Saturday, February 27, 2010

"I don't want to talk about it" by Terrence Real

I read this book on a recommendation, and I found it very valuable, but not in the self-help paradigm which the title would suggest. The author is a Harvard-trained psychotherapist specializing in family therapy, and both his vast knowledge, clinical experience and a very bitter personal experience growing up as a boy and having to learn first-hand that 'boys don't cry' and 'a real man shows no pain' despite the circumstances. The main value of this book is in the fact that for the first time clearly and succinctly states that men are just as depressed and just as vulnerable and just as oppressed by the society growing up, as women are. Enough of the bullshit about 'the stronger sex', about men being somehow more able to control their feelings and less prone to being emotional, depressed or irrational. That is all baloney! Real cites studies that show during the first two years of development of babies, that is before they start understanding they are of one sex or another, male babies are actually more emotional, more sensitive and more vulnerable than female babies. It is only through the oppression of the societal stereotypes, often in the hands of well-meaning, but hopelessly ignorant, parents and relatives that the societal stereotypes for men and women are forced upon the children.

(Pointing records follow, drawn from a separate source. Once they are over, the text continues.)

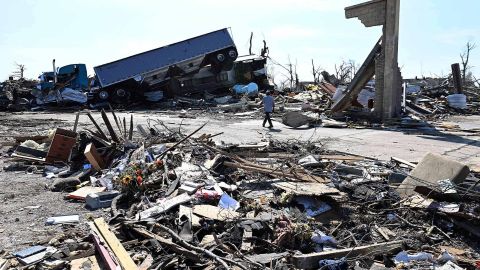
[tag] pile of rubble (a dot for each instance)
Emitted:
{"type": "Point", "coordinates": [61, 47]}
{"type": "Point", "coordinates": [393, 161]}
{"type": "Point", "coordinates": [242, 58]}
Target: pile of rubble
{"type": "Point", "coordinates": [180, 201]}
{"type": "Point", "coordinates": [436, 98]}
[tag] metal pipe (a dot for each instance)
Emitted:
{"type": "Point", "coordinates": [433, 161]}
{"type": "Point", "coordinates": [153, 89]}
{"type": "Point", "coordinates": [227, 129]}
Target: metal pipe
{"type": "Point", "coordinates": [54, 72]}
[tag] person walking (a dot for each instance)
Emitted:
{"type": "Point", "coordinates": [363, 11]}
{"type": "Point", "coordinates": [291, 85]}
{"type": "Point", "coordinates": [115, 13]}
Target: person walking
{"type": "Point", "coordinates": [268, 108]}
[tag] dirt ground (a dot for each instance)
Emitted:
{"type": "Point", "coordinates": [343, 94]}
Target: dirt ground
{"type": "Point", "coordinates": [26, 203]}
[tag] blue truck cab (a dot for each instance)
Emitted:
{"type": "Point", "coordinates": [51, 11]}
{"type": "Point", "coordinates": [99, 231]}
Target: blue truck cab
{"type": "Point", "coordinates": [160, 69]}
{"type": "Point", "coordinates": [73, 76]}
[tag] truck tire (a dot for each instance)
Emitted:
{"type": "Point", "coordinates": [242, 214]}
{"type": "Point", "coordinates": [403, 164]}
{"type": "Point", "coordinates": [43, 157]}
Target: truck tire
{"type": "Point", "coordinates": [120, 95]}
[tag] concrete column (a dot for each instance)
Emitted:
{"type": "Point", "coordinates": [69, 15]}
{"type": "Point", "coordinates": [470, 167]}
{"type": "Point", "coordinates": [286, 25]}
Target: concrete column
{"type": "Point", "coordinates": [392, 80]}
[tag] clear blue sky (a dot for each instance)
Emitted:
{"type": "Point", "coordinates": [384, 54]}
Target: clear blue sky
{"type": "Point", "coordinates": [432, 32]}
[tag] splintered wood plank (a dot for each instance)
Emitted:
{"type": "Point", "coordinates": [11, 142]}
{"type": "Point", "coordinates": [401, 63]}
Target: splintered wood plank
{"type": "Point", "coordinates": [213, 212]}
{"type": "Point", "coordinates": [305, 188]}
{"type": "Point", "coordinates": [125, 260]}
{"type": "Point", "coordinates": [85, 263]}
{"type": "Point", "coordinates": [310, 261]}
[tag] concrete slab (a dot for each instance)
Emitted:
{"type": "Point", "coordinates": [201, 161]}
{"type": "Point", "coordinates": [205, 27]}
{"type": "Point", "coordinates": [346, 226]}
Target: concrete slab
{"type": "Point", "coordinates": [430, 170]}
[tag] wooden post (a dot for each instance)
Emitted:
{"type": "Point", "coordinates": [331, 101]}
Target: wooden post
{"type": "Point", "coordinates": [100, 131]}
{"type": "Point", "coordinates": [109, 126]}
{"type": "Point", "coordinates": [457, 78]}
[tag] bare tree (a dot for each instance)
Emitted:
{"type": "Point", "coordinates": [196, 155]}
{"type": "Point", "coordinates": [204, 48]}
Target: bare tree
{"type": "Point", "coordinates": [346, 70]}
{"type": "Point", "coordinates": [465, 56]}
{"type": "Point", "coordinates": [19, 72]}
{"type": "Point", "coordinates": [316, 72]}
{"type": "Point", "coordinates": [291, 75]}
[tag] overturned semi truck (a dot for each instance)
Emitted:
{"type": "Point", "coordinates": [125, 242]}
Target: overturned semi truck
{"type": "Point", "coordinates": [158, 70]}
{"type": "Point", "coordinates": [150, 75]}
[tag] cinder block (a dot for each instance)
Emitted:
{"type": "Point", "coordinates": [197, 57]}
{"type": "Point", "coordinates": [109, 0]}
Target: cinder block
{"type": "Point", "coordinates": [430, 170]}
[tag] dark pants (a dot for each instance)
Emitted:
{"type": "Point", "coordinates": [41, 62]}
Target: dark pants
{"type": "Point", "coordinates": [267, 117]}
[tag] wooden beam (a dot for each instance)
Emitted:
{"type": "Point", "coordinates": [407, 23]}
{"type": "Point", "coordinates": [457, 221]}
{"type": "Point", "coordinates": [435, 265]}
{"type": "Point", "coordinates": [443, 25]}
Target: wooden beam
{"type": "Point", "coordinates": [309, 261]}
{"type": "Point", "coordinates": [109, 126]}
{"type": "Point", "coordinates": [124, 129]}
{"type": "Point", "coordinates": [124, 259]}
{"type": "Point", "coordinates": [107, 259]}
{"type": "Point", "coordinates": [76, 122]}
{"type": "Point", "coordinates": [169, 244]}
{"type": "Point", "coordinates": [94, 157]}
{"type": "Point", "coordinates": [276, 172]}
{"type": "Point", "coordinates": [130, 132]}
{"type": "Point", "coordinates": [116, 119]}
{"type": "Point", "coordinates": [100, 131]}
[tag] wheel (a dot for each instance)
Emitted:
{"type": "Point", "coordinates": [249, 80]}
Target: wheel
{"type": "Point", "coordinates": [121, 95]}
{"type": "Point", "coordinates": [103, 95]}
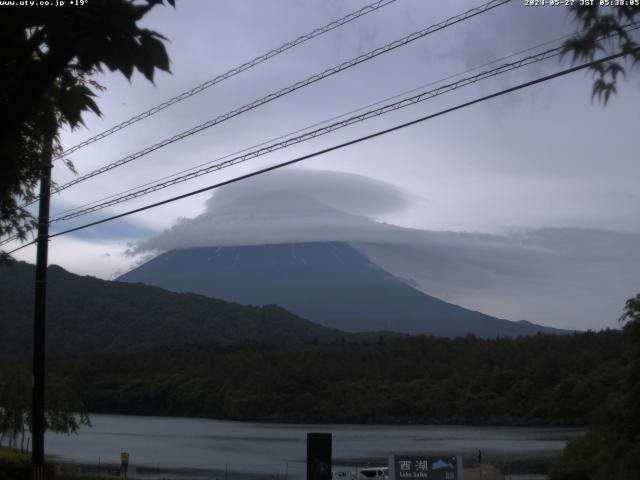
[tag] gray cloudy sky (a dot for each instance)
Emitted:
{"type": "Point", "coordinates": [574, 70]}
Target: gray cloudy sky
{"type": "Point", "coordinates": [543, 168]}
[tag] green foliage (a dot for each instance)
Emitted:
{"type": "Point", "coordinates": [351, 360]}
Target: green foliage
{"type": "Point", "coordinates": [600, 30]}
{"type": "Point", "coordinates": [544, 379]}
{"type": "Point", "coordinates": [88, 314]}
{"type": "Point", "coordinates": [64, 410]}
{"type": "Point", "coordinates": [611, 446]}
{"type": "Point", "coordinates": [48, 56]}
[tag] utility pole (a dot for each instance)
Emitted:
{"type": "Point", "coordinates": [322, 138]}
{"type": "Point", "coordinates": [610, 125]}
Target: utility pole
{"type": "Point", "coordinates": [39, 320]}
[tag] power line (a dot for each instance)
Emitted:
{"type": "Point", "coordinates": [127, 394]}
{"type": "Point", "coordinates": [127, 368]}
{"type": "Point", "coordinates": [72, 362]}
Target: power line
{"type": "Point", "coordinates": [316, 133]}
{"type": "Point", "coordinates": [628, 27]}
{"type": "Point", "coordinates": [340, 146]}
{"type": "Point", "coordinates": [296, 86]}
{"type": "Point", "coordinates": [316, 124]}
{"type": "Point", "coordinates": [234, 71]}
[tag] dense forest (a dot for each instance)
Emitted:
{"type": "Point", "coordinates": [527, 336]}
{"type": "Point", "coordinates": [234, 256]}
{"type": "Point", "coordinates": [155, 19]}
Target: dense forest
{"type": "Point", "coordinates": [542, 379]}
{"type": "Point", "coordinates": [88, 314]}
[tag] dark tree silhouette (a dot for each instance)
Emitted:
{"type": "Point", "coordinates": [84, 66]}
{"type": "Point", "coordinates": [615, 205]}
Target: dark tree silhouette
{"type": "Point", "coordinates": [47, 58]}
{"type": "Point", "coordinates": [602, 29]}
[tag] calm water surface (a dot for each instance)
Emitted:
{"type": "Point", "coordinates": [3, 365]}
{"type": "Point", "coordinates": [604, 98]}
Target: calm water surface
{"type": "Point", "coordinates": [273, 449]}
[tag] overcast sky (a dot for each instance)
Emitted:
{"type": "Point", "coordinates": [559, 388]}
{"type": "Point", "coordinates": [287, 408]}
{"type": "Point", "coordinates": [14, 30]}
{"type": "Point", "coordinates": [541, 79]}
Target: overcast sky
{"type": "Point", "coordinates": [546, 159]}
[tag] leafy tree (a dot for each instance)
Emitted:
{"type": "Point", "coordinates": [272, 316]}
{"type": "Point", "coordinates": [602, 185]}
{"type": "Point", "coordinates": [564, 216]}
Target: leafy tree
{"type": "Point", "coordinates": [611, 446]}
{"type": "Point", "coordinates": [65, 411]}
{"type": "Point", "coordinates": [47, 58]}
{"type": "Point", "coordinates": [601, 29]}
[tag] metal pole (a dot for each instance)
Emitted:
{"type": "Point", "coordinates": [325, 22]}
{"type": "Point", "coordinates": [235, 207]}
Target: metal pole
{"type": "Point", "coordinates": [39, 321]}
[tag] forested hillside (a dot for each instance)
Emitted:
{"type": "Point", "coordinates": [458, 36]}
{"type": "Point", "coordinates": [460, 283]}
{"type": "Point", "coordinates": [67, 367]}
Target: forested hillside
{"type": "Point", "coordinates": [528, 380]}
{"type": "Point", "coordinates": [88, 314]}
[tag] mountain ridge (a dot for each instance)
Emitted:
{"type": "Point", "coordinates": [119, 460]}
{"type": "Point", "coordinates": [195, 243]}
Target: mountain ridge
{"type": "Point", "coordinates": [89, 314]}
{"type": "Point", "coordinates": [329, 283]}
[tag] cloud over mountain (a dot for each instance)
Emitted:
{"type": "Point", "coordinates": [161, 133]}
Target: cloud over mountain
{"type": "Point", "coordinates": [563, 277]}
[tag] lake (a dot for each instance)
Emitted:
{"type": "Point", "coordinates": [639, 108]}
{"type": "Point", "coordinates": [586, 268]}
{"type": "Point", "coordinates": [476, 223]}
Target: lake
{"type": "Point", "coordinates": [232, 449]}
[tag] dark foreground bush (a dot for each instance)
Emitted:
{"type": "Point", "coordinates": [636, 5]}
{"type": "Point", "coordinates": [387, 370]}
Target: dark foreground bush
{"type": "Point", "coordinates": [17, 466]}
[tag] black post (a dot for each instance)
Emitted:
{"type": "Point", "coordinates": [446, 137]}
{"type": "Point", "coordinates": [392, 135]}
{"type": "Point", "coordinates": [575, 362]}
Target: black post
{"type": "Point", "coordinates": [39, 320]}
{"type": "Point", "coordinates": [319, 456]}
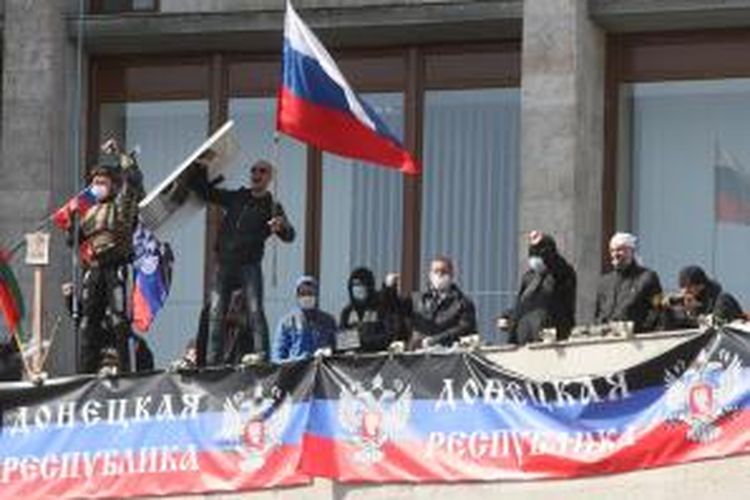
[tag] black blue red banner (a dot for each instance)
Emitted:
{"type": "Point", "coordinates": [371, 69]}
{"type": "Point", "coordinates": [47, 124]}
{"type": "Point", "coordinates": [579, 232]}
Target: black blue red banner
{"type": "Point", "coordinates": [404, 418]}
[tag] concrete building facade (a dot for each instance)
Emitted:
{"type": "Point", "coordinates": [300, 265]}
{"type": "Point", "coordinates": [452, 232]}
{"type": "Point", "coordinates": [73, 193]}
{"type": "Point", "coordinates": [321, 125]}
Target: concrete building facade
{"type": "Point", "coordinates": [551, 92]}
{"type": "Point", "coordinates": [575, 117]}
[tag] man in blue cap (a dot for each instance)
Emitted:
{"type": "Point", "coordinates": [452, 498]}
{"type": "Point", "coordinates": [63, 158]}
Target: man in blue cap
{"type": "Point", "coordinates": [306, 329]}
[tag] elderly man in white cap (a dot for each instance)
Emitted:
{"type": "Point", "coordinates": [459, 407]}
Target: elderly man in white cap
{"type": "Point", "coordinates": [630, 291]}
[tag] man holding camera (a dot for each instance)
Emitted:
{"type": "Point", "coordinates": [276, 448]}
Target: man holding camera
{"type": "Point", "coordinates": [699, 297]}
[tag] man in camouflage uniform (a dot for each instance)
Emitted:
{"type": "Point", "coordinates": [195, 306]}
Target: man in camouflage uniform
{"type": "Point", "coordinates": [106, 248]}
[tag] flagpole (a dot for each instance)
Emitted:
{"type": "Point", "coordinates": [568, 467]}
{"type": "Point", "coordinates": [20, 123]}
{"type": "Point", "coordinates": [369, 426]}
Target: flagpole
{"type": "Point", "coordinates": [275, 170]}
{"type": "Point", "coordinates": [715, 232]}
{"type": "Point", "coordinates": [75, 264]}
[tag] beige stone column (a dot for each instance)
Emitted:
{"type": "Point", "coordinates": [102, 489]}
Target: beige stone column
{"type": "Point", "coordinates": [36, 171]}
{"type": "Point", "coordinates": [562, 139]}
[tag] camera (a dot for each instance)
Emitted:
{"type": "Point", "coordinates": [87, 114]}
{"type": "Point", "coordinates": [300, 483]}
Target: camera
{"type": "Point", "coordinates": [674, 300]}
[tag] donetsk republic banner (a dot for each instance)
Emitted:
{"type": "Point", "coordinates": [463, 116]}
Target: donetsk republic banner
{"type": "Point", "coordinates": [403, 418]}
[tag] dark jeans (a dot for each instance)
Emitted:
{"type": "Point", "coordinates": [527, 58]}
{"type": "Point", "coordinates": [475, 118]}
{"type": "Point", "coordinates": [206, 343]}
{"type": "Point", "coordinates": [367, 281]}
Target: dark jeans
{"type": "Point", "coordinates": [104, 323]}
{"type": "Point", "coordinates": [249, 279]}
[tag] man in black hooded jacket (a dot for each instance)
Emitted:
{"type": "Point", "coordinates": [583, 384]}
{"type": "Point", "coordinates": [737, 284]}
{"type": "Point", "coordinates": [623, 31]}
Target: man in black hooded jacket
{"type": "Point", "coordinates": [364, 313]}
{"type": "Point", "coordinates": [547, 296]}
{"type": "Point", "coordinates": [442, 314]}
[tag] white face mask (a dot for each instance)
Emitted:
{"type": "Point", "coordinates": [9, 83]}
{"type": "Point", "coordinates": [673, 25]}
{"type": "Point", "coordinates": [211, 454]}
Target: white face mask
{"type": "Point", "coordinates": [537, 264]}
{"type": "Point", "coordinates": [99, 191]}
{"type": "Point", "coordinates": [440, 281]}
{"type": "Point", "coordinates": [307, 302]}
{"type": "Point", "coordinates": [359, 292]}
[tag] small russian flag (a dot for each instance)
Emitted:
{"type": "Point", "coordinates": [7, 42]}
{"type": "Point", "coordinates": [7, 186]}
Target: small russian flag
{"type": "Point", "coordinates": [82, 202]}
{"type": "Point", "coordinates": [317, 105]}
{"type": "Point", "coordinates": [152, 277]}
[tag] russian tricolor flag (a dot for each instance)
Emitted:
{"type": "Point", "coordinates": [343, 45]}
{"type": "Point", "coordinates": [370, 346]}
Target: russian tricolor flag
{"type": "Point", "coordinates": [152, 277]}
{"type": "Point", "coordinates": [316, 104]}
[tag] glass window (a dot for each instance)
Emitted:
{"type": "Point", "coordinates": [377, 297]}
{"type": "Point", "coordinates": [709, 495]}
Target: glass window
{"type": "Point", "coordinates": [470, 189]}
{"type": "Point", "coordinates": [362, 213]}
{"type": "Point", "coordinates": [116, 6]}
{"type": "Point", "coordinates": [166, 132]}
{"type": "Point", "coordinates": [254, 122]}
{"type": "Point", "coordinates": [687, 139]}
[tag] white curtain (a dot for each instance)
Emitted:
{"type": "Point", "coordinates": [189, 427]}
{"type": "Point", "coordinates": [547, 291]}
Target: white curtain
{"type": "Point", "coordinates": [470, 193]}
{"type": "Point", "coordinates": [678, 131]}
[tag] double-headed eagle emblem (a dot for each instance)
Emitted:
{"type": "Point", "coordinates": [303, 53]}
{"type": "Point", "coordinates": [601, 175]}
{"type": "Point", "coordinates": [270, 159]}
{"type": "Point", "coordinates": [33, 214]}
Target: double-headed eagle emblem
{"type": "Point", "coordinates": [375, 416]}
{"type": "Point", "coordinates": [705, 392]}
{"type": "Point", "coordinates": [253, 425]}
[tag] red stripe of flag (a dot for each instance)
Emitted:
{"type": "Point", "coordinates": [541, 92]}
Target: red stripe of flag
{"type": "Point", "coordinates": [339, 133]}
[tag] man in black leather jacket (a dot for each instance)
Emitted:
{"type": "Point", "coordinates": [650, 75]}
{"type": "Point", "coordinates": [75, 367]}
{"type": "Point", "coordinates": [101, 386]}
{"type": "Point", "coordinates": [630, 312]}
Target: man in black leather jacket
{"type": "Point", "coordinates": [630, 291]}
{"type": "Point", "coordinates": [547, 295]}
{"type": "Point", "coordinates": [251, 216]}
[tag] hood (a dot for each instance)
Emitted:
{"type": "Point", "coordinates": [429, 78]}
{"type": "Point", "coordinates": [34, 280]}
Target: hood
{"type": "Point", "coordinates": [362, 276]}
{"type": "Point", "coordinates": [306, 280]}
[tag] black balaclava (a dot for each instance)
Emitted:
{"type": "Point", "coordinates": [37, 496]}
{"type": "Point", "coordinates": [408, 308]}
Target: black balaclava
{"type": "Point", "coordinates": [361, 277]}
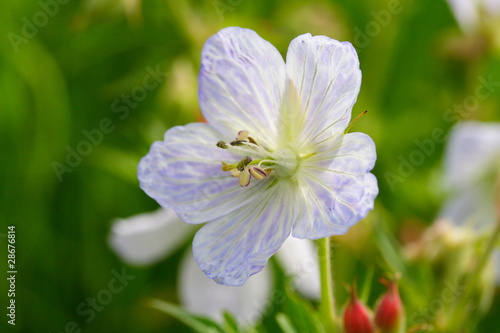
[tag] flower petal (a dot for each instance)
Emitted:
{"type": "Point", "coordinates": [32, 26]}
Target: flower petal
{"type": "Point", "coordinates": [473, 207]}
{"type": "Point", "coordinates": [327, 77]}
{"type": "Point", "coordinates": [241, 79]}
{"type": "Point", "coordinates": [147, 238]}
{"type": "Point", "coordinates": [337, 188]}
{"type": "Point", "coordinates": [184, 172]}
{"type": "Point", "coordinates": [202, 296]}
{"type": "Point", "coordinates": [472, 151]}
{"type": "Point", "coordinates": [232, 248]}
{"type": "Point", "coordinates": [299, 258]}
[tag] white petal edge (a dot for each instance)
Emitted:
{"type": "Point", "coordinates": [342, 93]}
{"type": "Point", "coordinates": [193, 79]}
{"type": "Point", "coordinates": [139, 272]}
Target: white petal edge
{"type": "Point", "coordinates": [337, 188]}
{"type": "Point", "coordinates": [233, 248]}
{"type": "Point", "coordinates": [202, 296]}
{"type": "Point", "coordinates": [147, 238]}
{"type": "Point", "coordinates": [299, 259]}
{"type": "Point", "coordinates": [184, 172]}
{"type": "Point", "coordinates": [327, 77]}
{"type": "Point", "coordinates": [241, 82]}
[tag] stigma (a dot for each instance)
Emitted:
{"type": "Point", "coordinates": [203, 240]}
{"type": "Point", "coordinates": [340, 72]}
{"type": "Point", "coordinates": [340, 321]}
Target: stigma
{"type": "Point", "coordinates": [247, 168]}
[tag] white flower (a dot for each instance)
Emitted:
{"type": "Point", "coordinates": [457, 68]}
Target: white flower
{"type": "Point", "coordinates": [147, 238]}
{"type": "Point", "coordinates": [472, 173]}
{"type": "Point", "coordinates": [471, 13]}
{"type": "Point", "coordinates": [281, 124]}
{"type": "Point", "coordinates": [472, 165]}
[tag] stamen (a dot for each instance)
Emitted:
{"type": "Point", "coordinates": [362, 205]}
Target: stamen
{"type": "Point", "coordinates": [221, 144]}
{"type": "Point", "coordinates": [243, 135]}
{"type": "Point", "coordinates": [227, 167]}
{"type": "Point", "coordinates": [237, 143]}
{"type": "Point", "coordinates": [244, 178]}
{"type": "Point", "coordinates": [243, 163]}
{"type": "Point", "coordinates": [251, 140]}
{"type": "Point", "coordinates": [257, 172]}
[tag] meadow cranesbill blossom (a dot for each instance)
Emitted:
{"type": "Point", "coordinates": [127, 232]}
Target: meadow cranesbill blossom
{"type": "Point", "coordinates": [472, 168]}
{"type": "Point", "coordinates": [147, 238]}
{"type": "Point", "coordinates": [273, 160]}
{"type": "Point", "coordinates": [472, 176]}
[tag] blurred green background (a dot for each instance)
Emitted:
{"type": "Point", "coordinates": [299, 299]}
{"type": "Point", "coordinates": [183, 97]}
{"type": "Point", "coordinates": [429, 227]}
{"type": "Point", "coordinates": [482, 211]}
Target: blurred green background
{"type": "Point", "coordinates": [80, 69]}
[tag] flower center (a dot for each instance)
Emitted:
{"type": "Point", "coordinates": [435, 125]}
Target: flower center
{"type": "Point", "coordinates": [258, 162]}
{"type": "Point", "coordinates": [287, 162]}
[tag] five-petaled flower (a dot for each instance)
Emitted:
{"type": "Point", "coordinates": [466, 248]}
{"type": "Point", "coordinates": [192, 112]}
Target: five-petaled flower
{"type": "Point", "coordinates": [280, 124]}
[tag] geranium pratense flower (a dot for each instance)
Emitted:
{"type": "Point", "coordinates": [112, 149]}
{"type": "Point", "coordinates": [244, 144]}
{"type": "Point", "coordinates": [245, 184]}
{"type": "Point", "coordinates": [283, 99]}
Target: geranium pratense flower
{"type": "Point", "coordinates": [281, 125]}
{"type": "Point", "coordinates": [146, 238]}
{"type": "Point", "coordinates": [472, 165]}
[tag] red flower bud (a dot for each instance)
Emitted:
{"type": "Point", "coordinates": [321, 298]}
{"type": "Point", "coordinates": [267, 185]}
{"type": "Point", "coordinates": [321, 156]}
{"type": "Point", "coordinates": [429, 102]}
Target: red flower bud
{"type": "Point", "coordinates": [389, 315]}
{"type": "Point", "coordinates": [357, 318]}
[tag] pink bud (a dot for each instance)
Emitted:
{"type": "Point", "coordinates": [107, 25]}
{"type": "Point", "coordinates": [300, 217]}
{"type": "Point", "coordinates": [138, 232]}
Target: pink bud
{"type": "Point", "coordinates": [357, 316]}
{"type": "Point", "coordinates": [389, 316]}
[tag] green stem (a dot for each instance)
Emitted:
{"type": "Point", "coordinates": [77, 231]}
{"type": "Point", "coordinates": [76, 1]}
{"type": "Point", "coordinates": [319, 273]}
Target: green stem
{"type": "Point", "coordinates": [327, 306]}
{"type": "Point", "coordinates": [462, 303]}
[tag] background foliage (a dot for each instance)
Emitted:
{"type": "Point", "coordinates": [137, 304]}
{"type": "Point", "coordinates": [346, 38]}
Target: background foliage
{"type": "Point", "coordinates": [67, 75]}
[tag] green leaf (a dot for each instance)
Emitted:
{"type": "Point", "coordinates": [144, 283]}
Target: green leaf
{"type": "Point", "coordinates": [303, 317]}
{"type": "Point", "coordinates": [231, 323]}
{"type": "Point", "coordinates": [285, 323]}
{"type": "Point", "coordinates": [198, 324]}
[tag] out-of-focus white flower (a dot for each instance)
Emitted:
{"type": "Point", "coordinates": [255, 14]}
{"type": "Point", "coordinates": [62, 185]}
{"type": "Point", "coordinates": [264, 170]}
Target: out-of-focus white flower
{"type": "Point", "coordinates": [472, 169]}
{"type": "Point", "coordinates": [282, 124]}
{"type": "Point", "coordinates": [472, 165]}
{"type": "Point", "coordinates": [472, 14]}
{"type": "Point", "coordinates": [147, 238]}
{"type": "Point", "coordinates": [203, 296]}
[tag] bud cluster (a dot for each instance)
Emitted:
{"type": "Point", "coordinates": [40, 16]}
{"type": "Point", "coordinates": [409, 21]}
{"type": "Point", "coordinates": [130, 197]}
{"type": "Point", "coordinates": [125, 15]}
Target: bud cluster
{"type": "Point", "coordinates": [389, 313]}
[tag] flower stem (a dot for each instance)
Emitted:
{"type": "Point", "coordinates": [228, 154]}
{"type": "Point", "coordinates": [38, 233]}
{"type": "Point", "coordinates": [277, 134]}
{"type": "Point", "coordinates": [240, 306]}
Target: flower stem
{"type": "Point", "coordinates": [463, 302]}
{"type": "Point", "coordinates": [327, 306]}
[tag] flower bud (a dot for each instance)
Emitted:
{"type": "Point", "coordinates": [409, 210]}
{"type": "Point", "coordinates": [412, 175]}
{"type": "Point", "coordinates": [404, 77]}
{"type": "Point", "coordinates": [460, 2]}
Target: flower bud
{"type": "Point", "coordinates": [389, 315]}
{"type": "Point", "coordinates": [357, 318]}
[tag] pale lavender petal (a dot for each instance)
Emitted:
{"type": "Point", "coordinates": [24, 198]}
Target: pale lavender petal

The children are literally chiseled, with all the blood, gore and pain to accompany it, to fit into the societal stereotypes, and being forced to castrate entire segments of their personalities and sensitivities and their full self-expression, just because 'the society' has its own ideas of how exactly men should look like and act like.

This book is a great addition to the fledgling Men's movement, and goes a long way to show grizzled feminists that the man's side of the story is no fairy tale, and is just as full of pain, denial and oppression, albeit in a different manner, than the woman's side. Real goes on to show how socially 'adapted' men, who look great from a distance, and seem to have everything under control and going great for them, are actually internal wrecks, who medicate themselves with intoxicants, relationships, workaholism and abuse. The book shows how covert depression in men is much more dangerous than overt depression in men and women, as covertly depressed men numbed their senses to such an extent that they are not even aware that they are depressed, and would never admit to it in a million years.

The only critique of the book would be that, although it provides plenty of case studies and personal experiences of the author, it leaves little material to men/readers to work with. I guess it was never imagined to be a self-help book in the strictest sense of the word, but more of a 'realization' book, intended to make the male reader realize his problems, and then seek professional help. Recommended to all men, and the women who love them, out there.